Setiap atlet tentu wajib menjalankan latihan secara reguler. Tujuannya jelas, demi mempertajam serta mempertahankan kemampuan dan juga pemahaman dalam olahraga yang mereka tekuni. Latihan juga dilakukan untuk mempersiapkan kondisi yang optimal, sebelum hari pertandingan berlangsung. Dalam olahraga tim, latihan juga bertujuan untuk meningkatkan kerja sama antar rekan tim dan mempelajari taktik maupun strategi dari tim lawan.

Dalam olahraga fisik, latihan biasa dilakukan dari pagi hingga siang atau sore, di mana kondisi fisik serta metabolisme tubuh masih optimal. Ini juga bertujuan agar atlet bisa beristirahat dengan baik di malam harinya, sehingga mereka bisa memulai latihan sesuai jadwal yang ditentukan pada keesokan harinya.

Berbeda dengan atlet olahraga lainnya, atlet eSport justru melakukan latihan dari siang hingga malam hari, dan bisa berlangsung hingga 12 jam lamanya.

Lamanya waktu latihan yang dijalankan memang terdengar tidak masuk akal. Lagi-lagi menjadi sumber kekhawatiran orang tua terhadap anak mereka yang ingin menekuni eSports. Kendati terkesan tidak logis, jadwal latihan tim eSport sudah dirancang sebaik mungkin untuk mempersiapkan diri sebelum turnamen tiba.

Menjelang SEA Games 2019, tim eSport EVOS Esports memulai latihan tim pukul 14.00, dan berakhir pukul 23.00. Selama berlatih, mereka melakukan latih tanding, dilanjutkan dengan mengulas hasil latihan.

Baca juga: Quad Gods, Tim eSport Kelas Dunia dengan Personel Disabilitas

Ini dilakukan beberapa kali, diselingi oleh makan malam. Setelah latihan usai, anggota tim kembali bermain untuk mendorong peringkat mereka hingga pukul 2 pagi. Jadwal yang melelahkan. Namun, hasilnya EVOS Esports mampu menyabet medali perak dalam kejuaraan se-Asia Tenggara tersebut.

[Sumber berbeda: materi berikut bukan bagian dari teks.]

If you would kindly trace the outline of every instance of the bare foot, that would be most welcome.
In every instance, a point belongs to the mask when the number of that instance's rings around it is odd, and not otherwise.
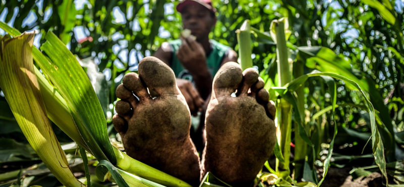
[[[275,107],[258,73],[235,62],[215,76],[206,113],[203,175],[210,171],[233,186],[248,186],[272,153]],[[237,89],[237,97],[231,95]]]
[[[199,183],[199,157],[189,137],[190,113],[174,72],[158,59],[139,64],[116,90],[114,126],[128,155],[191,185]],[[146,88],[155,91],[153,99]],[[134,94],[139,98],[138,100]]]

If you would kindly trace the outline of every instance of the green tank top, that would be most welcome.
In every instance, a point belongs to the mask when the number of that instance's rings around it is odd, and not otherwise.
[[[230,49],[230,48],[213,39],[211,39],[210,41],[212,51],[207,57],[206,60],[208,68],[213,77],[215,76],[216,72],[219,70],[219,68],[220,68],[220,64],[223,60],[223,57],[226,52]],[[184,67],[182,66],[182,65],[177,58],[177,55],[175,55],[176,52],[178,50],[182,41],[180,39],[176,39],[169,41],[168,43],[171,46],[171,50],[173,52],[171,64],[170,65],[173,71],[174,71],[174,74],[175,74],[175,77],[186,79],[193,83],[192,75],[186,69],[184,68]]]

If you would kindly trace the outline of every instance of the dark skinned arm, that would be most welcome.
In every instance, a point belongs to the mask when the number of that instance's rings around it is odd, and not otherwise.
[[[161,60],[169,66],[171,63],[172,52],[168,42],[165,42],[155,53],[154,56]],[[178,86],[192,114],[196,114],[201,110],[204,105],[204,100],[199,96],[198,91],[193,87],[191,82],[180,78],[176,78],[177,85]]]

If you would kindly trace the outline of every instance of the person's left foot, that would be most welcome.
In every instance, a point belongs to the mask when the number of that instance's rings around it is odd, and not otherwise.
[[[191,116],[173,71],[158,59],[139,63],[117,88],[113,122],[128,155],[193,185],[199,183],[199,156],[189,137]],[[152,98],[147,88],[156,91]],[[139,99],[137,99],[135,95]]]
[[[252,68],[235,62],[215,76],[206,112],[203,175],[208,171],[233,186],[248,186],[272,153],[275,106]],[[236,97],[231,96],[237,90]]]

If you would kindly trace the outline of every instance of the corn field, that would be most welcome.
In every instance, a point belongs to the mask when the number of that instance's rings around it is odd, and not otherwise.
[[[124,75],[180,37],[178,3],[0,3],[0,186],[192,186],[128,156],[113,124]],[[210,38],[276,106],[254,186],[404,186],[403,1],[213,5]]]

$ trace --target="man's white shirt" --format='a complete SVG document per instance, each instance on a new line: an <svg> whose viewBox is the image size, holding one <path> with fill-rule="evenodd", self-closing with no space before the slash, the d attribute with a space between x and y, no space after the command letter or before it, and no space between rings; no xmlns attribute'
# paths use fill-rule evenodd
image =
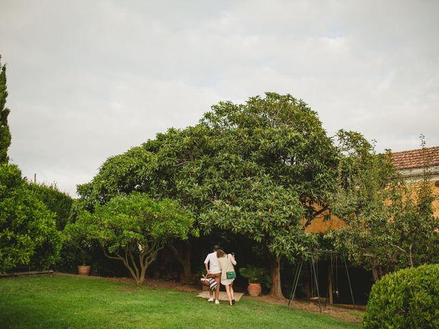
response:
<svg viewBox="0 0 439 329"><path fill-rule="evenodd" d="M207 264L208 263L209 271L211 273L215 274L217 273L221 273L216 252L211 252L207 255L207 257L206 257L206 260L204 260L204 264Z"/></svg>

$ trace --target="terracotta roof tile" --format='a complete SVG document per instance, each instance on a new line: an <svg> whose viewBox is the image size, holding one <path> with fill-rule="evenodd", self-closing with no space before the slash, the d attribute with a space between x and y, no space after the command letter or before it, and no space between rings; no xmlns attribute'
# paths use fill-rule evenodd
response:
<svg viewBox="0 0 439 329"><path fill-rule="evenodd" d="M395 152L392 157L397 169L422 167L425 158L427 164L437 166L439 165L439 146Z"/></svg>

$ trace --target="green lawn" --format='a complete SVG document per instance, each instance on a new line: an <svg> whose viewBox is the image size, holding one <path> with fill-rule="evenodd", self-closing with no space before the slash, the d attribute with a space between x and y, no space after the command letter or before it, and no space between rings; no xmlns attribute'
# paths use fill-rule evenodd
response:
<svg viewBox="0 0 439 329"><path fill-rule="evenodd" d="M245 297L230 307L195 296L80 277L1 279L0 328L360 328Z"/></svg>

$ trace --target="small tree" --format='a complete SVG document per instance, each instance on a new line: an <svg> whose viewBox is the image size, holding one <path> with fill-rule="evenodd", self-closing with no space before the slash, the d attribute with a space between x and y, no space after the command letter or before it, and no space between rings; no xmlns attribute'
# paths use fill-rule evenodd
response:
<svg viewBox="0 0 439 329"><path fill-rule="evenodd" d="M11 144L11 133L8 124L10 110L5 108L8 91L6 88L6 66L1 65L0 55L0 163L8 163L8 149Z"/></svg>
<svg viewBox="0 0 439 329"><path fill-rule="evenodd" d="M372 270L375 280L428 259L439 221L433 215L427 172L422 182L408 184L396 172L390 151L375 154L357 133L342 131L339 136L344 155L331 210L347 226L328 236L354 264Z"/></svg>
<svg viewBox="0 0 439 329"><path fill-rule="evenodd" d="M93 213L83 212L66 232L72 239L97 242L106 256L121 261L141 284L158 252L171 238L187 239L193 223L178 202L156 202L134 192L97 204Z"/></svg>

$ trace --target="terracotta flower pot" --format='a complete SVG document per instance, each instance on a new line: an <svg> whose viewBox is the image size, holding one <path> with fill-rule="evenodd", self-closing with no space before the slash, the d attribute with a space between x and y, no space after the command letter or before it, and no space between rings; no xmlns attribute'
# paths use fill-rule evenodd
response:
<svg viewBox="0 0 439 329"><path fill-rule="evenodd" d="M262 293L260 283L249 283L247 289L248 290L248 294L253 297L259 296Z"/></svg>
<svg viewBox="0 0 439 329"><path fill-rule="evenodd" d="M78 273L80 276L88 276L90 273L91 266L88 265L79 265L78 267Z"/></svg>

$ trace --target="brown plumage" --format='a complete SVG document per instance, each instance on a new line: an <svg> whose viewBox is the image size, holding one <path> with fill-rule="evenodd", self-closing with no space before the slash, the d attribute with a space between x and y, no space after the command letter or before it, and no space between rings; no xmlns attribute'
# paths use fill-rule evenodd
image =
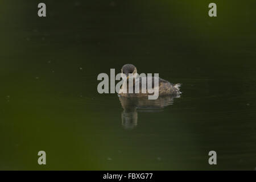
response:
<svg viewBox="0 0 256 182"><path fill-rule="evenodd" d="M126 64L123 66L121 69L122 73L123 79L127 78L126 81L123 83L122 86L122 88L119 92L119 96L122 97L143 97L147 96L148 95L153 95L154 93L149 93L147 88L148 88L148 81L150 81L152 89L154 89L155 88L154 84L154 77L138 77L137 73L137 69L136 67L132 64ZM130 78L129 78L130 77ZM131 79L131 77L133 77L133 84L130 84L129 83L129 80ZM129 79L128 79L129 78ZM143 78L146 81L146 93L143 93L142 90L142 80ZM135 85L137 84L139 84L139 92L138 93L135 93ZM137 85L138 86L138 85ZM181 86L180 84L173 84L170 83L167 80L164 79L159 78L159 82L158 82L158 90L159 90L159 96L166 96L166 95L172 95L174 96L179 96L181 93L179 89L179 86ZM125 92L125 86L126 87L126 93ZM157 85L156 85L157 86ZM133 93L129 93L129 89L130 90L133 90ZM152 93L152 92L151 92Z"/></svg>

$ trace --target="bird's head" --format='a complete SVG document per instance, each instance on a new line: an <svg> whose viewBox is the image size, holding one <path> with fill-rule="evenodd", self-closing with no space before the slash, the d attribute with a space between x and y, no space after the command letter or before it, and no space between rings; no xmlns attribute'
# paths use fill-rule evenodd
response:
<svg viewBox="0 0 256 182"><path fill-rule="evenodd" d="M137 69L133 64L127 64L124 65L121 71L123 79L128 79L131 77L136 77L137 76Z"/></svg>

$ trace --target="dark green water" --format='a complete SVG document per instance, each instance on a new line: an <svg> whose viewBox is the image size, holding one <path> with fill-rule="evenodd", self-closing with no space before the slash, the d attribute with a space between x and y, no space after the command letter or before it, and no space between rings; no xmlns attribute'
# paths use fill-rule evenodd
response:
<svg viewBox="0 0 256 182"><path fill-rule="evenodd" d="M216 18L203 0L39 2L0 2L0 169L255 168L254 1L214 1ZM126 63L181 97L98 94Z"/></svg>

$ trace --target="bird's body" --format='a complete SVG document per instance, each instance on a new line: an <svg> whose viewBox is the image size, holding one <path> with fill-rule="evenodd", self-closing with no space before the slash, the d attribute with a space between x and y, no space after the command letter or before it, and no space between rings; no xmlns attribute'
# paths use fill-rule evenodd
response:
<svg viewBox="0 0 256 182"><path fill-rule="evenodd" d="M179 86L181 85L180 84L173 84L167 80L155 77L138 77L137 68L132 64L123 65L122 73L125 81L118 93L121 97L147 96L153 95L153 92L155 90L158 90L159 96L167 95L178 96L181 93L179 90ZM157 84L158 80L158 84Z"/></svg>

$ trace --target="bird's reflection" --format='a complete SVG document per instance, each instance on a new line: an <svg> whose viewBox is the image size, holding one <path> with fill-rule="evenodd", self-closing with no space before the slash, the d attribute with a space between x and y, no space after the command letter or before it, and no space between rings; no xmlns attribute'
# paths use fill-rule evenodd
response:
<svg viewBox="0 0 256 182"><path fill-rule="evenodd" d="M164 107L172 105L174 98L179 97L166 96L156 100L148 100L145 97L119 97L119 100L123 109L122 113L122 125L126 129L132 129L138 125L138 113L157 112Z"/></svg>

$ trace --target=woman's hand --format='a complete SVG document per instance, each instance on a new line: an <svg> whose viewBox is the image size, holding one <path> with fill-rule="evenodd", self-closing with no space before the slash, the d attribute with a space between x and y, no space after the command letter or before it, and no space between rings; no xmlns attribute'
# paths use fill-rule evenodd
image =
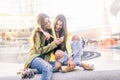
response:
<svg viewBox="0 0 120 80"><path fill-rule="evenodd" d="M68 60L68 70L69 71L73 71L75 68L75 63L72 57L70 57L70 59Z"/></svg>
<svg viewBox="0 0 120 80"><path fill-rule="evenodd" d="M43 32L43 34L45 35L46 39L49 40L50 37L53 37L51 34L49 34L48 32Z"/></svg>
<svg viewBox="0 0 120 80"><path fill-rule="evenodd" d="M54 42L55 42L57 45L61 44L63 41L64 41L64 40L63 40L63 39L60 39L60 38L54 39Z"/></svg>

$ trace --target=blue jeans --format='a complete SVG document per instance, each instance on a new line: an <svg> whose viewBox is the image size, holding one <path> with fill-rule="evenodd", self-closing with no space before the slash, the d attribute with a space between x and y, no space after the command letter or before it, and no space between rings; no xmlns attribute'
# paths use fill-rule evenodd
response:
<svg viewBox="0 0 120 80"><path fill-rule="evenodd" d="M42 73L41 80L51 80L53 74L53 67L47 61L40 57L36 57L31 62L30 68L37 69L37 73Z"/></svg>
<svg viewBox="0 0 120 80"><path fill-rule="evenodd" d="M81 54L83 54L83 49L82 49L82 42L81 41L73 41L71 43L71 47L72 47L72 56L74 59L74 62L76 65L80 65L81 64ZM64 56L58 60L59 62L63 63L63 64L68 64L68 54L66 51L64 53Z"/></svg>

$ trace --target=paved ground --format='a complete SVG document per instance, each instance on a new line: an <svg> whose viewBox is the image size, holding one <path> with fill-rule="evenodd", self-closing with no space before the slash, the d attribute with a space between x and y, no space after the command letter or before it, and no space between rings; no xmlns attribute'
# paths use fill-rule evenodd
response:
<svg viewBox="0 0 120 80"><path fill-rule="evenodd" d="M84 63L94 64L95 70L120 70L120 50L85 48L85 50L100 52L101 56L83 61ZM23 68L20 63L0 62L0 76L14 76L17 71Z"/></svg>
<svg viewBox="0 0 120 80"><path fill-rule="evenodd" d="M94 64L95 70L120 70L120 49L90 49L85 50L100 52L101 56L83 61Z"/></svg>

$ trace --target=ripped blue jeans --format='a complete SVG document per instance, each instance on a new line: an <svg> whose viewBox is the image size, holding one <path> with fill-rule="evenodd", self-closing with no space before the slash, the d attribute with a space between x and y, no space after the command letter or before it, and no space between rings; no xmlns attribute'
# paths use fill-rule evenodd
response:
<svg viewBox="0 0 120 80"><path fill-rule="evenodd" d="M52 80L53 67L41 57L36 57L33 59L30 68L37 69L36 74L42 73L40 80Z"/></svg>
<svg viewBox="0 0 120 80"><path fill-rule="evenodd" d="M72 47L72 56L73 56L74 62L76 65L80 65L81 55L83 54L82 42L72 41L71 47ZM65 51L64 56L58 61L61 62L62 64L67 65L68 60L69 60L69 56L68 56L67 51Z"/></svg>

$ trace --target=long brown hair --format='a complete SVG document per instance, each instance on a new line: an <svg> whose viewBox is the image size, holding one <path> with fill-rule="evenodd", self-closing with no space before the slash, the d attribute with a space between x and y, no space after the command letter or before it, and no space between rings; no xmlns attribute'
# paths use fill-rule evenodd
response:
<svg viewBox="0 0 120 80"><path fill-rule="evenodd" d="M48 16L47 16L46 14L44 14L44 13L41 13L41 14L39 14L39 15L37 16L37 24L39 25L39 27L37 27L36 29L33 30L33 34L32 34L32 36L31 36L31 41L32 41L32 45L33 45L33 46L34 46L34 44L35 44L36 33L38 32L40 35L43 35L43 33L41 32L40 29L42 29L42 30L44 30L44 31L46 31L46 32L48 32L49 34L52 35L52 29L48 30L48 29L46 29L46 27L45 27L44 19L45 19L46 17L48 17ZM48 18L49 18L49 17L48 17ZM42 38L42 37L40 36L40 39L41 39L41 38ZM42 40L42 39L41 39L41 40ZM49 42L51 42L51 40L49 40Z"/></svg>
<svg viewBox="0 0 120 80"><path fill-rule="evenodd" d="M59 32L59 37L64 36L64 42L60 45L60 47L63 51L65 51L66 50L66 40L67 40L67 21L66 21L66 18L64 15L62 15L62 14L57 15L55 18L55 21L53 23L54 30L55 30L55 26L56 26L58 20L62 21L62 29Z"/></svg>

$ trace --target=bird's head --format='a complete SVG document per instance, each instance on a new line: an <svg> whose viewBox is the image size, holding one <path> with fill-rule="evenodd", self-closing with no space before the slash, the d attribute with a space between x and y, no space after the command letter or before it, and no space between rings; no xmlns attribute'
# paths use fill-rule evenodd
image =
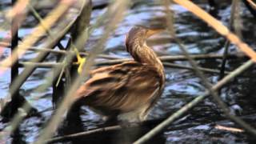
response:
<svg viewBox="0 0 256 144"><path fill-rule="evenodd" d="M150 36L163 31L164 28L146 28L145 26L138 26L131 28L126 35L126 46L129 52L131 46L142 46L146 40Z"/></svg>

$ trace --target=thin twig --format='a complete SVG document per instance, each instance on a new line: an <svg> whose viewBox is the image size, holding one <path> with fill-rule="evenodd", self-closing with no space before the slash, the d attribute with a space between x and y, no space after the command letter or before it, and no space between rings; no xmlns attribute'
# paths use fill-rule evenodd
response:
<svg viewBox="0 0 256 144"><path fill-rule="evenodd" d="M102 34L102 38L95 45L90 52L90 54L86 58L86 62L83 67L81 75L78 76L74 79L74 82L71 85L71 87L68 90L68 93L65 95L64 99L59 104L58 108L55 111L55 114L52 116L51 120L46 126L46 127L42 131L38 139L35 143L43 143L43 142L52 135L52 134L56 130L60 122L62 120L62 114L66 110L68 110L70 106L74 102L73 97L74 92L78 89L82 78L86 78L89 74L90 67L94 64L94 59L96 58L97 54L102 52L104 43L107 40L110 33L114 31L115 26L121 21L123 16L123 12L126 10L128 1L116 1L112 6L110 6L110 11L112 18L110 18L109 23L105 29L105 33ZM83 40L83 38L78 38L78 40Z"/></svg>
<svg viewBox="0 0 256 144"><path fill-rule="evenodd" d="M232 43L238 46L238 47L248 55L253 61L256 62L256 52L246 43L243 42L238 36L230 32L221 22L216 20L210 14L205 10L196 6L189 0L173 0L176 3L184 6L194 14L202 18L204 22L207 22L212 26L218 33L225 36Z"/></svg>
<svg viewBox="0 0 256 144"><path fill-rule="evenodd" d="M234 22L235 20L235 18L237 17L235 17L235 13L238 12L239 13L239 11L238 10L238 1L239 0L233 0L232 1L232 6L231 6L231 13L230 13L230 28L232 29L233 26L234 26ZM236 26L237 27L237 26ZM229 40L226 40L225 45L224 45L224 53L223 53L223 58L222 58L222 62L221 65L221 70L220 70L220 74L219 74L219 79L222 79L224 77L224 71L226 70L226 60L227 60L227 54L228 54L228 50L229 50L229 47L230 46L230 42Z"/></svg>
<svg viewBox="0 0 256 144"><path fill-rule="evenodd" d="M69 134L69 135L65 135L65 136L62 136L62 137L53 138L50 140L46 141L45 142L46 143L51 143L51 142L68 140L68 139L71 139L71 138L78 138L78 137L82 137L82 136L84 137L84 136L86 136L89 134L98 134L98 133L102 133L102 132L109 132L109 131L118 130L122 130L122 127L120 126L102 127L102 128L98 128L98 129L95 129L95 130L88 130L88 131L74 134Z"/></svg>

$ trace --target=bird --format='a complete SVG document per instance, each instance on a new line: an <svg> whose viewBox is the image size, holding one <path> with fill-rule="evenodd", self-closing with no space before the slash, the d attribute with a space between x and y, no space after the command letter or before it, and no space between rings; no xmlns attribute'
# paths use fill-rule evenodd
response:
<svg viewBox="0 0 256 144"><path fill-rule="evenodd" d="M134 60L90 71L90 78L75 92L75 99L104 119L141 122L161 97L165 86L164 67L146 45L163 28L132 27L125 45Z"/></svg>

Dedikasi, ambisi, serta etos kerja dari atlet eSport tidak lagi bisa dipandang sebelah mata. Mereka berhasil mendapatkan hasil positif dari sesuatu yang justru dianggap negatif oleh banyak orang. Benar adanya, bahwa eSport “hanyalah” orang yang bermain video game. Namun, segala yang dilakukan para atlet di balik layar untuk mencapai kemenangan, jauh dari “memencet tombol belaka”.